CatVTON is a simple and efficient virtual try-on diffusion model with 1) Lightweight Network (899.06M parameters totally), 2) Parameter-Efficient Training (49.57M parameters trainable) and 3) Simplified Inference (< 8G VRAM for 1024X768 resolution).
Other
964 stars 114 forks source link

Online DEMO vs Local inference.py performance differences #57

Closed AI-P-K closed 2 months ago

AI-P-K commented 2 months ago

I am trying to replicate the same performance i get from your online demo, by installing locally CatVTON repository.

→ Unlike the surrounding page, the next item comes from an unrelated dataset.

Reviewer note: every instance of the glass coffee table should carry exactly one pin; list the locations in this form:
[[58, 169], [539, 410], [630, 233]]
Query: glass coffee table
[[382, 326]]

  1. Inference parameters: python inference.py --dataset 'vitonhd' --width 768 --height 1024

  2. agnostik-mask -> SCHP to generate initial legs mask and + preprocess_agnostic_mask.py dude2_mask

  3. cloth-mask -> SCHP to generate mask 3

  4. image_parse-v3 -> CIHP_PGN dude2

  5. openpose_img and openpose_json -> Openpose dude2_rendered dude2_keypoints.json

  6. Original images dude2 3

7 Local Output: 320dude2

  1. Online Output: converted

Can i kindly ask where the differences in output are coming from?

Zheng-Chong commented 2 months ago

Due to the lack of clarity on what code modifications you have made, it is impossible to identify the source of the differences from the limited information available. I suggest directly using Gradio to deploy the app for testing. The purpose of Inference.py is to evaluate datasets and metrics, not for application development environments.

AI-P-K commented 2 months ago

I did not do modifications to the code at all, i use exactly the repository provided. Using Gradio is not viable option for me.

Zheng-Chong commented 2 months ago

If the code is unmodified, Inference.py will not use the 1024 resolution model, even if specified through --width 768 --height 1024. This could be the reason for the different results. You can specify the use of the 1024 model in the code by setting the version parameter of CatVTONPipeline to 'mix'.

AI-P-K commented 2 months ago

Once again you are correct... thank you for your help